The sense of an inseverable continuity persisted through the breakfast, which was like other breakfasts in the place they would be leaving in summer shrouds just as they always left it at the end of June. The illusion was even heightened by the fact that their son was to be in the apartment all summer, and it would not be so much shut up as usual.
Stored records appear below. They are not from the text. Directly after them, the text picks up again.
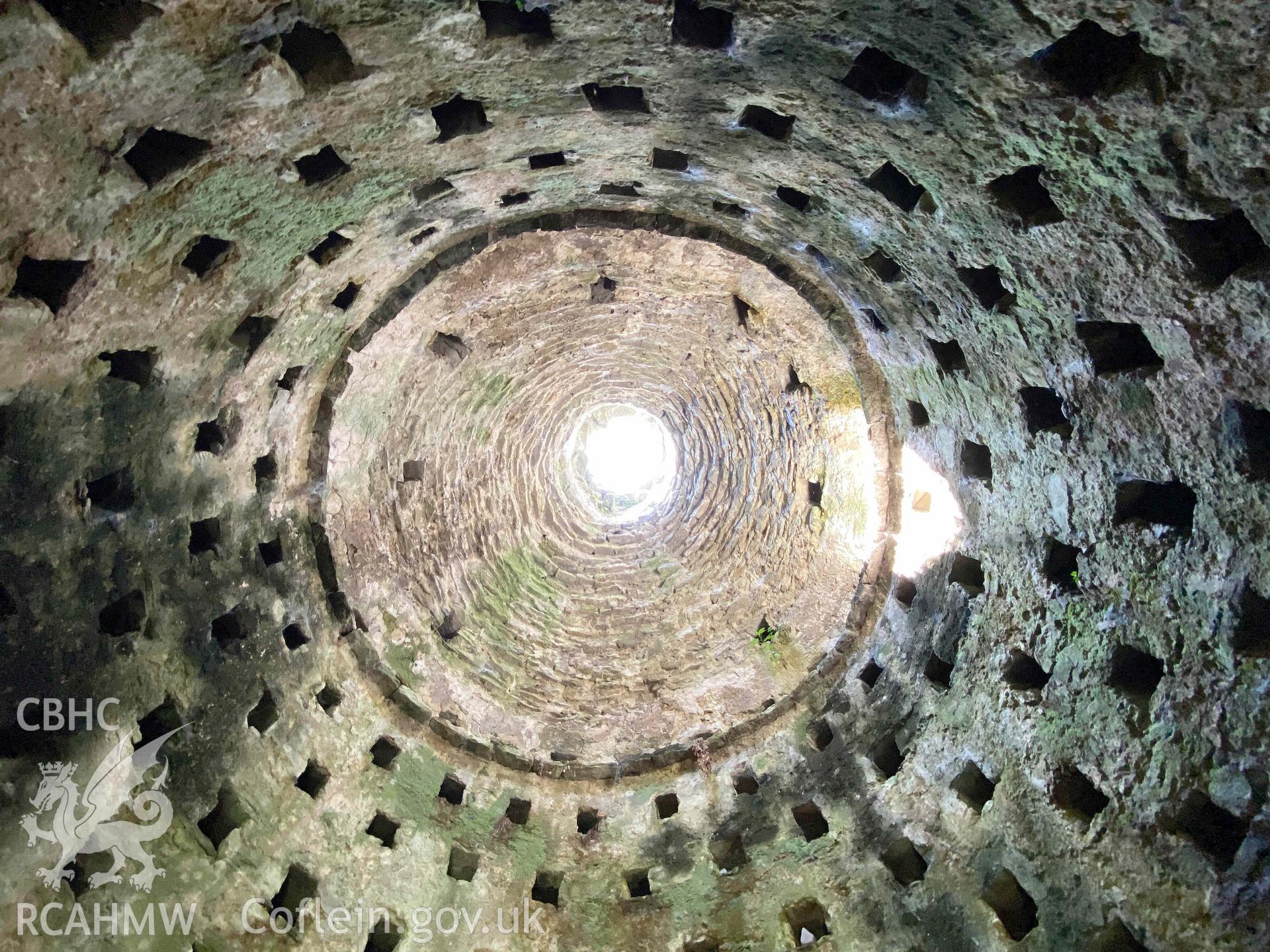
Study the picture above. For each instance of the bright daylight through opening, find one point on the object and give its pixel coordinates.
(624, 461)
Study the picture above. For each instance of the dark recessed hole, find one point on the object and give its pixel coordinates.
(329, 248)
(820, 734)
(546, 888)
(1091, 63)
(1043, 411)
(384, 829)
(976, 461)
(937, 672)
(1216, 832)
(1170, 504)
(112, 492)
(1134, 673)
(1248, 432)
(512, 19)
(431, 190)
(869, 674)
(615, 99)
(265, 715)
(1218, 248)
(266, 471)
(1075, 793)
(462, 865)
(1023, 672)
(319, 58)
(230, 627)
(271, 553)
(905, 862)
(320, 167)
(636, 884)
(546, 160)
(667, 805)
(1114, 937)
(669, 159)
(210, 437)
(299, 887)
(1117, 348)
(48, 280)
(459, 117)
(295, 637)
(624, 190)
(206, 255)
(896, 187)
(808, 922)
(745, 782)
(882, 264)
(448, 347)
(1023, 194)
(948, 354)
(1060, 567)
(205, 535)
(161, 720)
(99, 24)
(967, 573)
(730, 853)
(328, 698)
(519, 811)
(883, 79)
(1253, 626)
(1013, 905)
(132, 366)
(793, 197)
(226, 816)
(814, 493)
(451, 790)
(347, 296)
(160, 153)
(603, 291)
(252, 333)
(984, 284)
(886, 756)
(290, 377)
(810, 820)
(771, 124)
(124, 616)
(384, 752)
(701, 26)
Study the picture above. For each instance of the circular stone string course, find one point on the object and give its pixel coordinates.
(538, 610)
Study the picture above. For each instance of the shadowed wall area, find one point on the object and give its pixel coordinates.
(923, 606)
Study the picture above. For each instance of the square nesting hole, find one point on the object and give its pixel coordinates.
(808, 922)
(667, 805)
(546, 888)
(451, 790)
(973, 787)
(905, 862)
(384, 752)
(384, 829)
(313, 778)
(462, 865)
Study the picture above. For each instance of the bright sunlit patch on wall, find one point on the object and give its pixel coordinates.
(624, 461)
(931, 518)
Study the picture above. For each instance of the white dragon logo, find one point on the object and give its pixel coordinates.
(95, 832)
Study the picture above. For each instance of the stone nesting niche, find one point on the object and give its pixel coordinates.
(714, 474)
(507, 592)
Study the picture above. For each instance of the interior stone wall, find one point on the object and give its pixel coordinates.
(1035, 229)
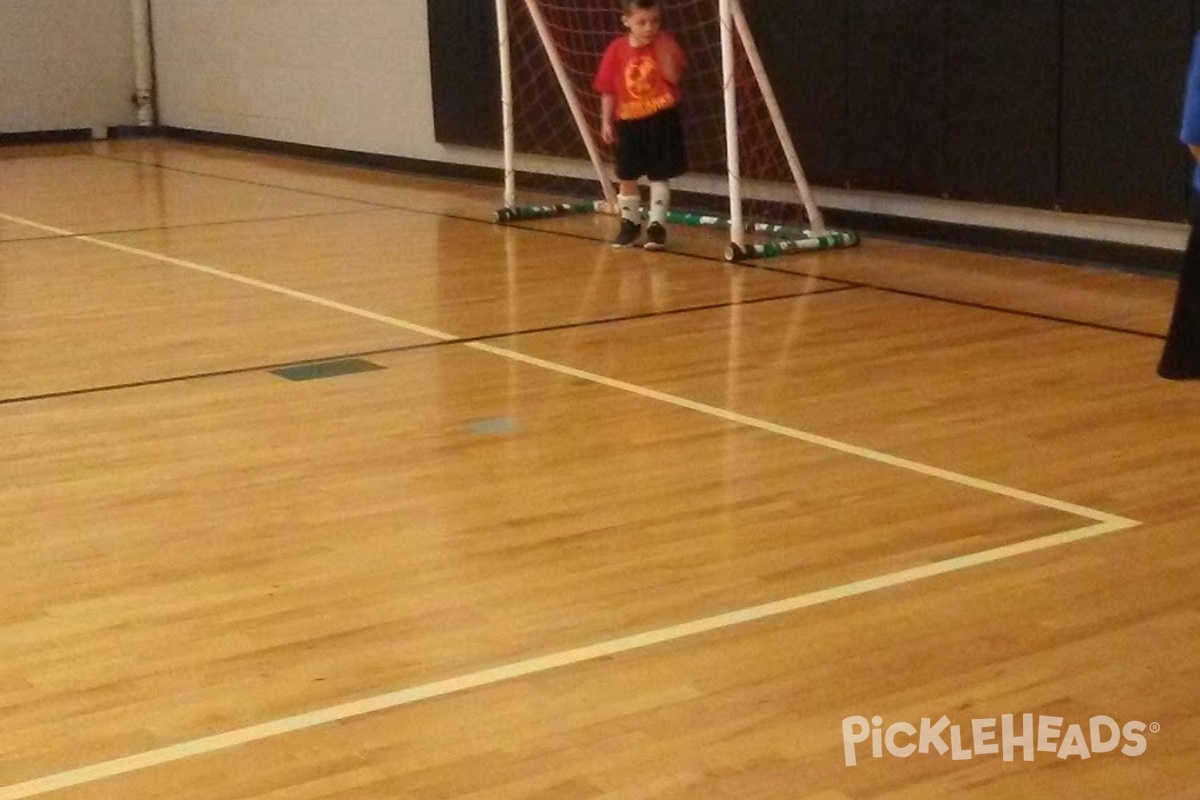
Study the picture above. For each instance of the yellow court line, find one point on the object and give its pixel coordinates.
(1102, 523)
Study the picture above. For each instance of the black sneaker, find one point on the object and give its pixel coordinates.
(628, 234)
(655, 236)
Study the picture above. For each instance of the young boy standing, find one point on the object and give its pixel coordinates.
(639, 84)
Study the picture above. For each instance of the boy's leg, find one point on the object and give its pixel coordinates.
(660, 203)
(629, 199)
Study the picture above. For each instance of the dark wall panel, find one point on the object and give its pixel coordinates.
(1043, 103)
(803, 44)
(1122, 85)
(1002, 102)
(895, 95)
(466, 80)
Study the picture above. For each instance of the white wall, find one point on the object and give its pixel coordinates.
(65, 65)
(351, 74)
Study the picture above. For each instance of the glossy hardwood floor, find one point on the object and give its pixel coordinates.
(587, 523)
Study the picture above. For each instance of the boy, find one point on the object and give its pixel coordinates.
(639, 84)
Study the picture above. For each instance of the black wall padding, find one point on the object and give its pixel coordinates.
(465, 71)
(1041, 103)
(1001, 102)
(897, 95)
(1122, 89)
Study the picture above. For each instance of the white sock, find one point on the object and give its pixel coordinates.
(660, 202)
(630, 208)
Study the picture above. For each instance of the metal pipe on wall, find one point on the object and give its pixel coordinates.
(143, 62)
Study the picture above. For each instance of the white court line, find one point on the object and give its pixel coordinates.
(544, 663)
(1104, 523)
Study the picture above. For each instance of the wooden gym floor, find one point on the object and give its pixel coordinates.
(317, 485)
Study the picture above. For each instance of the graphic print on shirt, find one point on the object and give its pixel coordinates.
(647, 90)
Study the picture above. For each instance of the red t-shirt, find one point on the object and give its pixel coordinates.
(631, 74)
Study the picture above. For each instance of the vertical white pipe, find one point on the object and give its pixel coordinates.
(777, 116)
(573, 100)
(733, 163)
(143, 62)
(502, 26)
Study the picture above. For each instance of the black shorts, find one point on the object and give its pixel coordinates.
(651, 146)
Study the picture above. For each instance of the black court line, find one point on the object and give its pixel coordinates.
(185, 226)
(711, 259)
(405, 348)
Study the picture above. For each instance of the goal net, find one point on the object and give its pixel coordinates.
(745, 176)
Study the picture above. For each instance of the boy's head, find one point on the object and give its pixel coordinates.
(643, 18)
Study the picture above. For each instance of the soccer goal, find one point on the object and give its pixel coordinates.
(745, 180)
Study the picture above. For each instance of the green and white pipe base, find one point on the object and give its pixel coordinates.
(780, 239)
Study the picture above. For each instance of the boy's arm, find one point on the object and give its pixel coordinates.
(606, 107)
(671, 59)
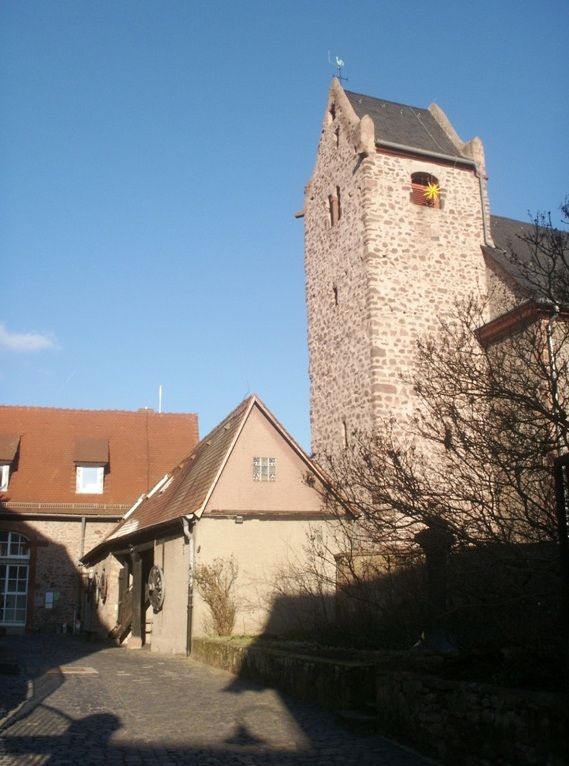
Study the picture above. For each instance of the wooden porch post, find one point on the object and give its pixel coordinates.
(136, 639)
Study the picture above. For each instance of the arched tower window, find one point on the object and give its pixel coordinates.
(14, 570)
(425, 190)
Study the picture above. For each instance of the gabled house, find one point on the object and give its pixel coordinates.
(244, 498)
(67, 477)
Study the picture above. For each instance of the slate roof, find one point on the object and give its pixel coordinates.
(139, 446)
(508, 235)
(405, 125)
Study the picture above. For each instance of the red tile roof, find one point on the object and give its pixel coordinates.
(188, 486)
(140, 446)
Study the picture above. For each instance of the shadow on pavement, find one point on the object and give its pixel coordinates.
(47, 728)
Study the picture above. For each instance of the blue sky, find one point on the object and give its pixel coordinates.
(153, 154)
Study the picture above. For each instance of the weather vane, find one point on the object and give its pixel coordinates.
(340, 66)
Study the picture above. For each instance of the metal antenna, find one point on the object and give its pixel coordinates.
(339, 65)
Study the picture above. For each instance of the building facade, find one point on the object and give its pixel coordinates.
(67, 477)
(396, 218)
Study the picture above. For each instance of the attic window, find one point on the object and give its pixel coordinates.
(264, 469)
(89, 480)
(425, 190)
(8, 453)
(91, 456)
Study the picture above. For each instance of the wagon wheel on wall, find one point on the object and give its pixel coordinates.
(156, 588)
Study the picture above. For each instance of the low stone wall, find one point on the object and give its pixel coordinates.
(455, 722)
(473, 724)
(331, 684)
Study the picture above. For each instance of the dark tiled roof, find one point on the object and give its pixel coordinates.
(405, 125)
(140, 447)
(510, 237)
(186, 489)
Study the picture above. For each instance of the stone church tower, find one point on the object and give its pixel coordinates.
(396, 215)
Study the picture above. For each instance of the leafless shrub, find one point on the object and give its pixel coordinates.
(215, 582)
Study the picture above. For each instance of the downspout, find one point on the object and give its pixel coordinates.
(554, 379)
(559, 471)
(188, 526)
(79, 616)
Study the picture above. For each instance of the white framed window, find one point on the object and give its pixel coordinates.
(90, 479)
(4, 476)
(14, 551)
(13, 545)
(264, 469)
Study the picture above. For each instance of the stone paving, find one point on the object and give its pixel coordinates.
(78, 703)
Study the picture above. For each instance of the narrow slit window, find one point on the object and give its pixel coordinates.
(334, 207)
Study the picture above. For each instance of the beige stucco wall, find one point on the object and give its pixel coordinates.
(169, 625)
(237, 492)
(264, 550)
(379, 277)
(263, 525)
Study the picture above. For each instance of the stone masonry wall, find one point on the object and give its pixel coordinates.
(381, 275)
(55, 567)
(336, 291)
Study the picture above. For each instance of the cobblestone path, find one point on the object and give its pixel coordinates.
(75, 703)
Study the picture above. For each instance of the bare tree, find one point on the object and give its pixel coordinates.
(474, 463)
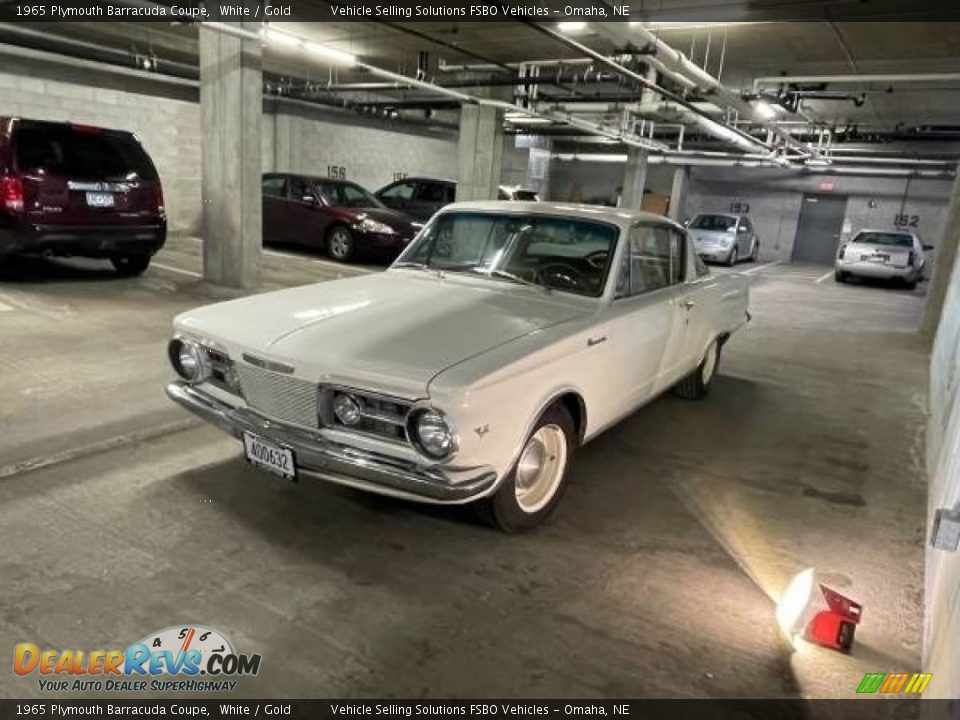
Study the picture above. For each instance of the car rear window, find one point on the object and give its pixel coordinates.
(81, 153)
(886, 239)
(713, 222)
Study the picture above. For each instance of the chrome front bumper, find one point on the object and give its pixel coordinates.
(317, 456)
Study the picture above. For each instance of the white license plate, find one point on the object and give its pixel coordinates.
(270, 457)
(100, 199)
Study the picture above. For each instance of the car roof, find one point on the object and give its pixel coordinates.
(600, 213)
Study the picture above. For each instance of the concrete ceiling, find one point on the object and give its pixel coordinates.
(737, 52)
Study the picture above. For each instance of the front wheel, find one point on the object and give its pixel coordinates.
(697, 384)
(532, 490)
(340, 244)
(130, 265)
(733, 256)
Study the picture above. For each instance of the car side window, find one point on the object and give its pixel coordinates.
(400, 191)
(654, 260)
(299, 189)
(275, 187)
(432, 192)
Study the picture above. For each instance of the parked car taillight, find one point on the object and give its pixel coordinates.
(11, 193)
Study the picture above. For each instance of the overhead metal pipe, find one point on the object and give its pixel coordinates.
(854, 79)
(678, 64)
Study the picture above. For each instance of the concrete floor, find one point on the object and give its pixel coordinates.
(120, 515)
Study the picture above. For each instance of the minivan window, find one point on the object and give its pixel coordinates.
(713, 222)
(81, 153)
(886, 239)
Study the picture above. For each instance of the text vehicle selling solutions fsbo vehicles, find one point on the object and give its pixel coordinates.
(504, 337)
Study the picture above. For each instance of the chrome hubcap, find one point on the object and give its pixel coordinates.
(339, 244)
(709, 363)
(540, 468)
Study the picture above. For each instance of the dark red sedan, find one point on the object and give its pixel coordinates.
(337, 216)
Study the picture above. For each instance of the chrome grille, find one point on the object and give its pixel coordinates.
(278, 396)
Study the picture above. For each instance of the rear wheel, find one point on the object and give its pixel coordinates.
(697, 384)
(340, 243)
(130, 265)
(528, 496)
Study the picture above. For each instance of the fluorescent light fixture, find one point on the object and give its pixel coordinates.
(278, 37)
(329, 52)
(764, 110)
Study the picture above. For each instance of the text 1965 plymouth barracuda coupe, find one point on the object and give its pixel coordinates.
(503, 338)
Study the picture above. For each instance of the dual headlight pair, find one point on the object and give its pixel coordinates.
(428, 429)
(189, 360)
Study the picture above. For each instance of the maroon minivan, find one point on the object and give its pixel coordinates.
(68, 189)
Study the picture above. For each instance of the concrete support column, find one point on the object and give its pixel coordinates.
(678, 193)
(634, 179)
(943, 266)
(230, 116)
(481, 152)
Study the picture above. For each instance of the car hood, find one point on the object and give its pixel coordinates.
(711, 236)
(398, 221)
(391, 332)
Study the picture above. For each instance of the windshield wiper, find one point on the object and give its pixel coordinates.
(506, 275)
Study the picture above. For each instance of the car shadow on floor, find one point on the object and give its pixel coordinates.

The heavy trunks had been sent to the ship by express the afternoon before, and they had only themselves and their stateroom baggage to transport to Hoboken; they came down to a carriage sent from a neighboring livery-stable, and exchanged good-mornings with a driver they knew by name.

March had often fancied it a chief advantage of living in New York that you could drive to the steamer and start for Europe as if you were starting for Albany; he was in the enjoyment of this advantage now, but somehow it was not the consolation he had expected. He knew, of course, that if they had been coming from Boston, for instance, to sail in the Norumbia, they would probably have gone on board the night before, and sweltered through its heat among the strange smells and noises of the dock and wharf, instead of breakfasting at their own table, and smoothly bowling down the asphalt on to the ferryboat, and so to the very foot of the gangway at the ship's side, all in the cool of the early morning.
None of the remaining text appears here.